The Commons vote, supported by the Conservatives and Liberal Democrats as well as the opposition, would not have been binding.
But the intensity of political pressure appeared irresistible, prompting this afternoon's decision.
"We believed that the proposed acquisition of BSkyB by News Corporation would benefit both companies but it has become clear that it is too difficult to progress in this climate," News Corp chief operating officer Chase Carey said.
"News Corporation remains a committed long-term shareholder in BSkyB. We are proud of the success it has achieved and our contribution to it."
All three party leaders welcomed the news.
"This is a victory for people up and down this country who have been appalled by the revelations of the phone hacking scandal and the failure of News International to take responsibility," Labour leader Ed Miliband said.
"People thought it was beyond belief that Mr Murdoch could continue with his takeover after these revelations.
"It is these people who won this victory. They told Mr Murdoch: 'this far and no further''
"Nobody should exercise power in this country without responsibility."
Mr Murdoch continues to own 37% of shares in BSkyB. Under City rules News International will not be able to make another attempt to acquire 100% of the shares for at least six months.
"They should stop thinking about mergers when they need to sort the situation they've created," David Cameron told the Commons earlier.
The prime minister's spokesperson reiterated those comments after the BSkyB bid was withdrawn, saying that the PM believed "the business should focus on clearing up the mess and getting its own house in order".
Deputy prime minister Nick Clegg said Mr Murdoch had done "the decent and sensible thing".
"Now that the bid has been called off and a proper inquiry set up, we have a once in a generation chance to clean up the murky underworld of the corrupted relationship between the police, politics and the press," he said.
The abandoned takeover bid will not end the phone-hacking scandal, however, as questions continue to be asked over whether Mr Murdoch is a "fit and proper" person to own a media outlet.
"My colleagues and I have been warning for 17 years of the dangers of the growing influence of the Murdochs in Britain," Liberal Democrat deputy leader Simon Hughes commented.
"Three days ago the most popular Murdoch title disappeared - ruined by the excesses of some of its staff. Today the News International bid for BSkyB has been withdrawn.
"At last the sun is setting on Rupert Murdoch's British empire."
In his statement to parliament earlier, Mr Cameron indicated that he was prepared to move decisively against Mr Murdoch if allegations of wrongdoing were confirmed.
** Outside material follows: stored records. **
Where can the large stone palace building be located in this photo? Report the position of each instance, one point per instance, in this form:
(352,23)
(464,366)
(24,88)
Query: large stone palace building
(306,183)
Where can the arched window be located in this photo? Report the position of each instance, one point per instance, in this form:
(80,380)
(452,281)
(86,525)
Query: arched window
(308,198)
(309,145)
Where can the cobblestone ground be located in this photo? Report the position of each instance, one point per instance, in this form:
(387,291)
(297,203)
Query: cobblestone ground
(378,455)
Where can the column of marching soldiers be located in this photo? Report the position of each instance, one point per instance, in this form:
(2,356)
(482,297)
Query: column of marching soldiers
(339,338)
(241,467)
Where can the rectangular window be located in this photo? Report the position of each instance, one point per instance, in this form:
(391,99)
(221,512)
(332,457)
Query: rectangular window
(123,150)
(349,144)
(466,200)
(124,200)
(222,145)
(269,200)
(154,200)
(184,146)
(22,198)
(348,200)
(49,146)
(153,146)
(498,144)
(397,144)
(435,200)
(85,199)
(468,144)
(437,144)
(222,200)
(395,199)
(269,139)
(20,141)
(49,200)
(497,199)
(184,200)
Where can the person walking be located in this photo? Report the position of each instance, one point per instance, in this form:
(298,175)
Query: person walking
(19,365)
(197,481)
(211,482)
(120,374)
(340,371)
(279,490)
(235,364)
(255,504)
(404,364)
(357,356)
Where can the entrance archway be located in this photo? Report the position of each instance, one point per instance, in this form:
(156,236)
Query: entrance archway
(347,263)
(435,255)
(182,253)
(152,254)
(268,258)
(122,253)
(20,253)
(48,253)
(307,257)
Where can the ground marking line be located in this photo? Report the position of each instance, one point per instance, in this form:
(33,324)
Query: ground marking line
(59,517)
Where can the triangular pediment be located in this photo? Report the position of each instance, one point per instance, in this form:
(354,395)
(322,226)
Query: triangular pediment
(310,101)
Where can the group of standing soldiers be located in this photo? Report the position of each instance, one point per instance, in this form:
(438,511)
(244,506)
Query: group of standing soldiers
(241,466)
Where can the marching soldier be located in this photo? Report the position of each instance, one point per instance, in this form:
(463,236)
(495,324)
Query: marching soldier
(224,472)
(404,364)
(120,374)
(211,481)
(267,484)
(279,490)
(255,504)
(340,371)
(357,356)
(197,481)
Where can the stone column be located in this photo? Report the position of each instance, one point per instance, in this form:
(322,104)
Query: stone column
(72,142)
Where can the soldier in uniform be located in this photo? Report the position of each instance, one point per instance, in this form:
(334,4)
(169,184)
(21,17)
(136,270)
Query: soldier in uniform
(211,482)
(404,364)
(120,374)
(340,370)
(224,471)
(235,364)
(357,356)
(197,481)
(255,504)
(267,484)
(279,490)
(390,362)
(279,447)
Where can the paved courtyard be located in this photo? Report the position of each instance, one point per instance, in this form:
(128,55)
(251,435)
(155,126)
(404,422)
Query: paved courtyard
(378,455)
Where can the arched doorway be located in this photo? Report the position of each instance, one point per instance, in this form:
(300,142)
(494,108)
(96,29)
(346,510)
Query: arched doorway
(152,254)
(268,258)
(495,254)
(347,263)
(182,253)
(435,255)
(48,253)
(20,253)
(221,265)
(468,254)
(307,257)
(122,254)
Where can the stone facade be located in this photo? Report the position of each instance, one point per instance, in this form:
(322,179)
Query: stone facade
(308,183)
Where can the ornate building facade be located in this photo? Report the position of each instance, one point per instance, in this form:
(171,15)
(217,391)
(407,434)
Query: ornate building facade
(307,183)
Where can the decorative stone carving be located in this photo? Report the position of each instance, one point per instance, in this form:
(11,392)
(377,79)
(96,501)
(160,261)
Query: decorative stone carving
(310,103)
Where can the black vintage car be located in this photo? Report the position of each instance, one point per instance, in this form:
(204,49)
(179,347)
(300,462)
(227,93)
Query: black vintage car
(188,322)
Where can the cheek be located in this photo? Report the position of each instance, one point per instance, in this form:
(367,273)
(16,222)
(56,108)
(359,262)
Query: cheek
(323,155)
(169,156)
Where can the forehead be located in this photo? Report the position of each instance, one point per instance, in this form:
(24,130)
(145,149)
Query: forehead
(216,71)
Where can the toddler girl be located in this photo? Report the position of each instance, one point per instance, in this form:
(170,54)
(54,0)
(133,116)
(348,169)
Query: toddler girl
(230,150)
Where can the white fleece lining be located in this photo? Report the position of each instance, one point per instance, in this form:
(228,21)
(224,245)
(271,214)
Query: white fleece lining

"The people involved whether they were directly responsible for the wrongdoing, sanctioned it, or covered it up however high or low they go must not only be brought to justice they must also have no future role in the running of a media company in our country," he said.
The Murdoch media empire faces another difficult decision in the coming hours. It must decide whether News International chief executive Rebekah Brooks will attempt to defy the Commons' culture, media and sport committee over its invitation for her to appear.
If it fails to do so by 17:00 BST the serjeant-at-arms can issue a formal summons. News International has said it will "cooperate fully" but is yet to confirm whether Ms Brooks - or Rupert Murdoch and James Murdoch - will attend next Tuesday's evidence session.
Yesterday News International sought to prop up its share value, which has slumped by nearly 15% in the last nine days, by buying back £3.2 billion of its shares - roughly the amount of money it has lost in shares so far.